Science magazine. By Erik Stokstad.
It is undeniably an ambitious vision. Boyan Slat, a charismatic 22-year-old drop-out inventor, plans to clean up plastic trash circulating in the North Pacific Gyre by launching a fleet of floating trash collectors. Ocean currents would propel floating plastic trash into curved floating booms, which would funnel trash toward a central tank, to be collected monthly by ships. “We let the plastic come to us,” he says. The group hopes to eventually finance the operation by recycling the plastic and selling it as a branded product or raw material. Slat already has a pair of sunglasses made from recycled Pacific plastic.
Skeptics say the idea doesn’t make much sense and that collecting trash closer to shore would be more cost effective. “Focusing clean-up at those gyres, in the opinion of most of the scientific community, is a waste of effort,” says marine biologist Jan van Franeker of Wageningen Marine Research in the Netherlands. “It’s a lot of money to reduce something that disappears in 10 to 20 years, if you stop the input.” His research on seabirds showed a 75% decline of ingested plastic over 2 decades after reductions in industrial plastic entering the North Sea.
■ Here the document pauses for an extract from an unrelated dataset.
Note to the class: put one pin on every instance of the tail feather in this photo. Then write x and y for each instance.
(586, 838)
Critics also worry that the high-tech clean-up project could distract from less glamorous efforts to lessen the use of plastic.
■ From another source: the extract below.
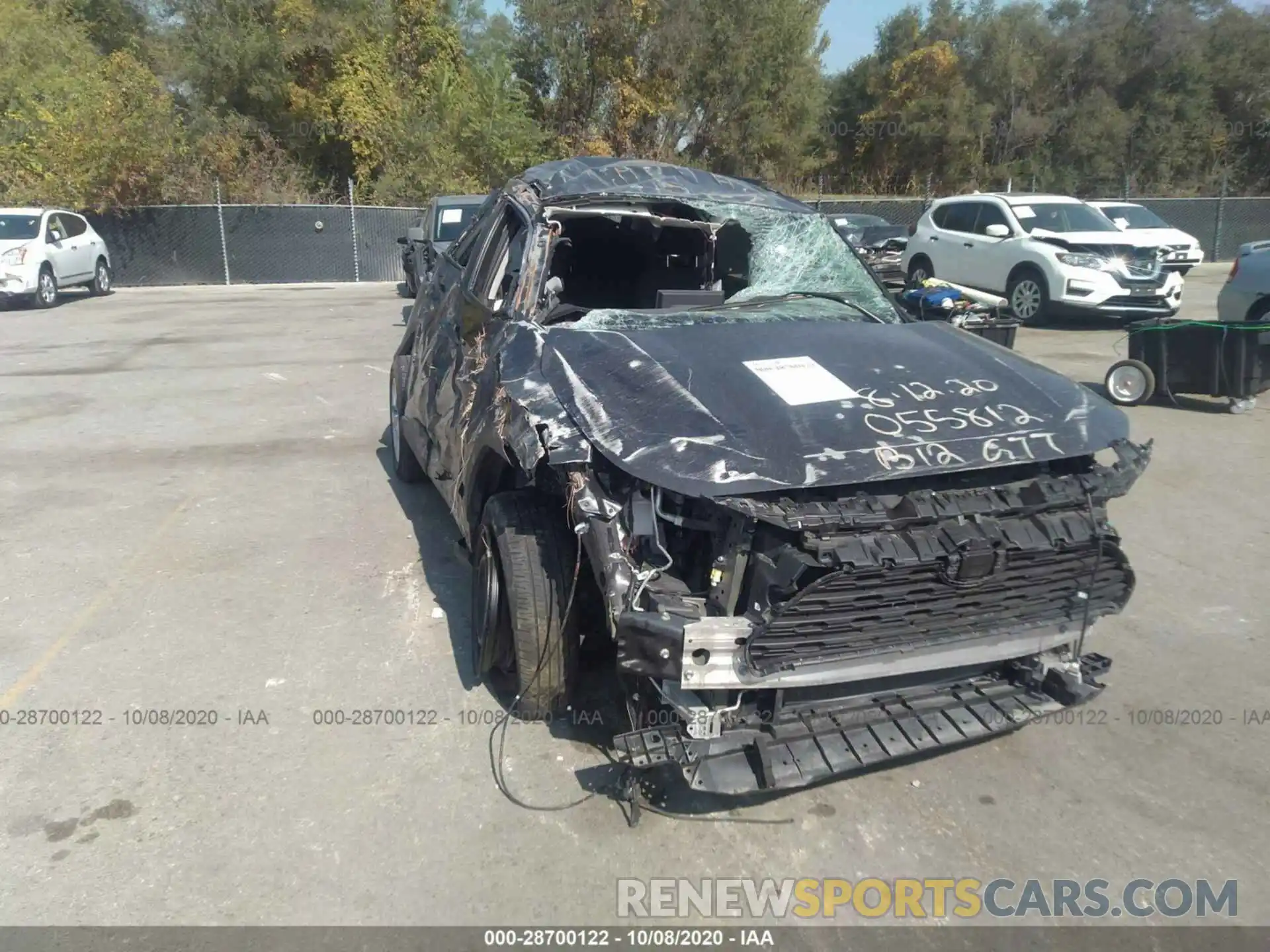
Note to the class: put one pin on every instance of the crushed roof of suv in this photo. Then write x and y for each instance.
(600, 177)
Slat’s 4-year-old organization, The Ocean Cleanup, based in Delft, the Netherlands, is well on its way to launching its first unit. At an event tonight in the Werkspoorkathedraal—an industrial meeting hall in Utrecht, the Netherlands—Slat unveiled a new design that he says will allow The Ocean Cleanup to deploy its first collector in 2018, 2 years earlier than planned. It will also collect trash at twice the rate of earlier designs, he predicts.